Le langage a-t-il, d’abord, et seulement, une utilité ? Ou répond-il à d’autres finalités ?
Voilà un drame philosophique, un drame du langage. Car la philosophie a à voir avec le logos, et le logos est de nos jours bien malmené. On a pu le vérifier avec la prolifération des fake news et la déliaison du langage et du réel, l’usage purement communicationnel de la langue, sa finalité stratégique, et le retour à la sophistique, mais une sophistique pauvre, puisque la rhétorique elle-même a cédé le pas au “bullshit”.
C’est, toutefois, d’un autre usage que nous entretient le philosophe Pascal Chabot, celui emprunté au premier Wittgenstein et son Tractatus logico-philosophicus : le langage serait l’image du monde – “d’un côté des faits, de l’autre des propositions qui représentent ces faits, et entre les deux une correspondance sans faille”.
Résumons : barricadés dans un aéroport pendant un ouragan, un homme et une femme se souviennent de leurs études de philosophie, qui les ont liés puis séparés. A Diana, qui lui oppose ce que c’est, pour elle, que de parler et de penser librement, Cratyle expose la martingale révolutionnaire qui le rendra riche. Après avoir travaillé comme sémanticien sur les big data, Cratyle en est venu à cette “idée de génie” : breveter le langage, le privatiser et le vendre. La robotisation et la numérisation, dans sa vision du monde, ont réduit le langage à une série d’ordres auxquels tout obéit. “Démarre”, ou “tourne à droite”, demande le passager à la voiture sans pilote, et le robot d’obtempérer. Le langage se transforme immédiatement en action : “Il faut payer pour qu’une parole ait un sens, c’est-à-dire pour créer un état de choses qui lui corresponde. Le monde devient une gigantesque imprimante 3D. Commandez, et vous serez servi “.

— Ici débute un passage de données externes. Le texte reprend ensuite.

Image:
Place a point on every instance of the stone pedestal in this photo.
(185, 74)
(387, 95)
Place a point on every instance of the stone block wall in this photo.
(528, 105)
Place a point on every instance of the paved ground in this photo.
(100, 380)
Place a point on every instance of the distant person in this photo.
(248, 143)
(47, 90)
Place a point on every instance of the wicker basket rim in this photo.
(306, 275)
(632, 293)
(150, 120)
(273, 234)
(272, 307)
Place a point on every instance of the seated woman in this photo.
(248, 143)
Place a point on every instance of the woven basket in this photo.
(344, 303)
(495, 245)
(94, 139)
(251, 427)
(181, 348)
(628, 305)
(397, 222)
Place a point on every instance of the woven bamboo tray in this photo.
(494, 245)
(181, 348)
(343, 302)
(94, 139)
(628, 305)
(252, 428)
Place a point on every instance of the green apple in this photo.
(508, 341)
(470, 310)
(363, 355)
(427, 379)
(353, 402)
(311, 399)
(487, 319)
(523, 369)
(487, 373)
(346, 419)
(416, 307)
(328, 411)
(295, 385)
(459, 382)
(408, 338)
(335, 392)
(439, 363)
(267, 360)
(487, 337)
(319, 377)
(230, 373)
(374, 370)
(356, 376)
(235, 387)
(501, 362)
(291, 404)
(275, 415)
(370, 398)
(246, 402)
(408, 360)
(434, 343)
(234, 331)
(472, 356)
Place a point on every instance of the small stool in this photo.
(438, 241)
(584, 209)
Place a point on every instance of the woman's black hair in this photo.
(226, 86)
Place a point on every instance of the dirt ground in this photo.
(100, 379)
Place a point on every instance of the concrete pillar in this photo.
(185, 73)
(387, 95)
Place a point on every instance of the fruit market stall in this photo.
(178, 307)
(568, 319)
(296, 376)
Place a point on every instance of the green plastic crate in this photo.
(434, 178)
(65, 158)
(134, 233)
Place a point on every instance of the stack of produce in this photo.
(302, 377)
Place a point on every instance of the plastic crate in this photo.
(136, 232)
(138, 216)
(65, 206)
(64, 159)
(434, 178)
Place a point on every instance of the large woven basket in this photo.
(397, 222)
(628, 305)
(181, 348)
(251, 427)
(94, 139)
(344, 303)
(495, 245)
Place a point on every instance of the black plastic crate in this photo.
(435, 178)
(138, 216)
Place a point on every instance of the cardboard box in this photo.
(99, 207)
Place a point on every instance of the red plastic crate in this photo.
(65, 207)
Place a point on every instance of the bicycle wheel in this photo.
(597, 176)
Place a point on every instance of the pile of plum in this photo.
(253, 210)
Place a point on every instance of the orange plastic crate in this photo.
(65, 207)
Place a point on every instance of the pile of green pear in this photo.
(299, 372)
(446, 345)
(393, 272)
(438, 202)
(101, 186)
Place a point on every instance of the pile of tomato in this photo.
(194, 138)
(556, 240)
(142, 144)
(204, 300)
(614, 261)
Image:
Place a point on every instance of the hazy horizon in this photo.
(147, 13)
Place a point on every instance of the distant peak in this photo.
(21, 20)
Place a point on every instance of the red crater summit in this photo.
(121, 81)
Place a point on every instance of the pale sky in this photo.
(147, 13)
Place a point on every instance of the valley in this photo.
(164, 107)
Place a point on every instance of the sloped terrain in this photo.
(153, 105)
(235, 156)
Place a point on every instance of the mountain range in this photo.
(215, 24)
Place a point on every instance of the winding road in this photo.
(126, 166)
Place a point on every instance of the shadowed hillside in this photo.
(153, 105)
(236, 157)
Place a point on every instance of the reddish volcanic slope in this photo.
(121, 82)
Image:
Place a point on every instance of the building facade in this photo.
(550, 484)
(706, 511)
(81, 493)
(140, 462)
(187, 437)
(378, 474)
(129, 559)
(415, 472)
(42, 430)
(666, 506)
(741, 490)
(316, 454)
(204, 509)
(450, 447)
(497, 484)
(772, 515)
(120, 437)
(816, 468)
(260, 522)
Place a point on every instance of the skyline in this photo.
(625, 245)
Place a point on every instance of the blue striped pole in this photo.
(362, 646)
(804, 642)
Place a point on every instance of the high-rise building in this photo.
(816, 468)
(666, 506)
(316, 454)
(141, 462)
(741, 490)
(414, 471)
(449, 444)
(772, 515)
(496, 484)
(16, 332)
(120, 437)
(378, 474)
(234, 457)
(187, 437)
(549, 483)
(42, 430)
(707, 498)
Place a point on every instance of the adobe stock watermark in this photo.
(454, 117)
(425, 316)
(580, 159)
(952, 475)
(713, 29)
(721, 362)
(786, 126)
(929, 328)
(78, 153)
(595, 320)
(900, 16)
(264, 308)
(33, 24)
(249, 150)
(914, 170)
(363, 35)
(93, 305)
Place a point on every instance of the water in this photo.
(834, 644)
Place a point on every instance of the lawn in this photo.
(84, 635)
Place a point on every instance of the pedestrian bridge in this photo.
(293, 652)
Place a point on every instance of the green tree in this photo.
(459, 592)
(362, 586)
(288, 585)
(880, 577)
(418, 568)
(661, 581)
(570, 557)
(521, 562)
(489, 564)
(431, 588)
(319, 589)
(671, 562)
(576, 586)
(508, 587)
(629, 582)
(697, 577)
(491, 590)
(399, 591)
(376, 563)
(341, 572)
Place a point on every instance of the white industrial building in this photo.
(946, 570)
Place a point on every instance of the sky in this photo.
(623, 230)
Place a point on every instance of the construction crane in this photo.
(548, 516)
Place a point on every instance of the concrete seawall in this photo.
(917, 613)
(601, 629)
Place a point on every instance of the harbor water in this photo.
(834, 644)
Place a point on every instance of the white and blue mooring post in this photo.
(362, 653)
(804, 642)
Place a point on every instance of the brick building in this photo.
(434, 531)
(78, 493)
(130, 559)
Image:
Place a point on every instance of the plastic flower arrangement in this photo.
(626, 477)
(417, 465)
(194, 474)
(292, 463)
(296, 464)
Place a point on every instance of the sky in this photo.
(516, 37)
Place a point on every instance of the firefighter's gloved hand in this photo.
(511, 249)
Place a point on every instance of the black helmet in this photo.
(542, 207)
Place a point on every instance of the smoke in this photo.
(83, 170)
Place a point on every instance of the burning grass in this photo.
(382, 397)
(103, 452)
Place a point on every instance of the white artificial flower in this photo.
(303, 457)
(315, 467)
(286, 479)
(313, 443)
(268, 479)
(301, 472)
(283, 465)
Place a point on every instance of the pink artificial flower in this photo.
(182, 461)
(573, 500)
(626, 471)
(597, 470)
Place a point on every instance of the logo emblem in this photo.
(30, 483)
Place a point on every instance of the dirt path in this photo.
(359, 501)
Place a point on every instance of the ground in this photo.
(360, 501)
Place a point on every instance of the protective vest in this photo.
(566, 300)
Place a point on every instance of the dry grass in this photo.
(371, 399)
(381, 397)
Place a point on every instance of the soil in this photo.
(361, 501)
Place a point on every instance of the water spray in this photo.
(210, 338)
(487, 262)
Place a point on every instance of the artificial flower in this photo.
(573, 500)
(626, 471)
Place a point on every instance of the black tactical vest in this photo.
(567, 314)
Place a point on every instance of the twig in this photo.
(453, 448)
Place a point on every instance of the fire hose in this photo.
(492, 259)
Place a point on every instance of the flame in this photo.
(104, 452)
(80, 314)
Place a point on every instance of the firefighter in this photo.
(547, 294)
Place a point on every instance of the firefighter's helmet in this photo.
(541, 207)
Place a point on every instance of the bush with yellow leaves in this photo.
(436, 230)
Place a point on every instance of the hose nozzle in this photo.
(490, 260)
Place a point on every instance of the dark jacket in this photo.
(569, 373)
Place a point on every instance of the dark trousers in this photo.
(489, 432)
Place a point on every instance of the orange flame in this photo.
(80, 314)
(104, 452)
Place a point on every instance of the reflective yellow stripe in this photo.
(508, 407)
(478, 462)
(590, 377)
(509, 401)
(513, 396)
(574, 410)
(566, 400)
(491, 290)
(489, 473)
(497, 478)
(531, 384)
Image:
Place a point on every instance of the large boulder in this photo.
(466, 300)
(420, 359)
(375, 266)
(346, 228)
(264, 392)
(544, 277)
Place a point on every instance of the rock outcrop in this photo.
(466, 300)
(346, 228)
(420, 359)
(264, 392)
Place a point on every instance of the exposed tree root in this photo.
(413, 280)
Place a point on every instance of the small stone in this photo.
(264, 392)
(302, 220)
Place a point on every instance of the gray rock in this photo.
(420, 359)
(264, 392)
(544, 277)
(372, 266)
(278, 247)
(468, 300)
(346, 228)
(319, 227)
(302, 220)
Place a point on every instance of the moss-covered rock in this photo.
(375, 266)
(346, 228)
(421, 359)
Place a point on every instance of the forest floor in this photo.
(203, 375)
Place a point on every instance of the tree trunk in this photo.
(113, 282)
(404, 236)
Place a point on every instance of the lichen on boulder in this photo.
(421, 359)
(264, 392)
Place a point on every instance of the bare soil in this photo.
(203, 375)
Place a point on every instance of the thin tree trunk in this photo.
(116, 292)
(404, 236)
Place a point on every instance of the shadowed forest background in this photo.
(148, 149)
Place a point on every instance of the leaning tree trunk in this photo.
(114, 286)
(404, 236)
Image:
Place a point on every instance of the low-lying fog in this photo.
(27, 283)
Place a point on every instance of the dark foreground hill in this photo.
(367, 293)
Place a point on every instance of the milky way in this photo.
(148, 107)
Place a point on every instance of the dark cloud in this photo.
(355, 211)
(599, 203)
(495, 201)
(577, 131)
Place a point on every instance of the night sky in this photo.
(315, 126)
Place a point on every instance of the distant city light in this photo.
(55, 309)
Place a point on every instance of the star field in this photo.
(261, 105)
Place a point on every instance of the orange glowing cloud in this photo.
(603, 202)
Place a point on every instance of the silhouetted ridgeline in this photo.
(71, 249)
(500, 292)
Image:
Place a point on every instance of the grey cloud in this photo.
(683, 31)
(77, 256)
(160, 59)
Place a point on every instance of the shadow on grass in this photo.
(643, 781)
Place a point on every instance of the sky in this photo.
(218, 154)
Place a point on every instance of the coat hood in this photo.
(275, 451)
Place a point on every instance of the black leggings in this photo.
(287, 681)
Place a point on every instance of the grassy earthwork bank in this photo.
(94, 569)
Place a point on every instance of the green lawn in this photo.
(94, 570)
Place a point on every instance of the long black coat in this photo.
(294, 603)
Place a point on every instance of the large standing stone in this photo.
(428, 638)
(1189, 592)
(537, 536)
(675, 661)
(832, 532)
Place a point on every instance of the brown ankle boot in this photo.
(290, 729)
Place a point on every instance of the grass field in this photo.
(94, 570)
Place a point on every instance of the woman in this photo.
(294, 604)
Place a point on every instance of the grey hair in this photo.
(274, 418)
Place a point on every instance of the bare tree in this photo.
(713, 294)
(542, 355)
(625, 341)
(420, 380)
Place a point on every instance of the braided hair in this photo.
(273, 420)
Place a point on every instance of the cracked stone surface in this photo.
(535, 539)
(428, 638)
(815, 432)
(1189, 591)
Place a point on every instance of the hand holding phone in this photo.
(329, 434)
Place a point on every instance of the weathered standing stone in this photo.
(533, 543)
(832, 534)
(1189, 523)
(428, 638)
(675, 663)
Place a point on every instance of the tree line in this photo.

Mais Diana se regimbe, résiste : pour elle le langage doit garder coûte que coûte ses fonctions poétique et expressive, irréductibles à toute conversion, à tout utilitarisme, à tout caractère “performatif”, comme disent les linguistes. La performativité de la langue ne peut s’étendre à l’intégralité de ses usages. Autrement dit, dire, ce n’est pas toujours faire – on peut aussi parler pour ne rien dire, et demeurer dans un champ symbolique où les hommes échangent, plutôt qu’ils n’obéissent. Le débat de Cratyle et de Diana n’a jamais été si actuel.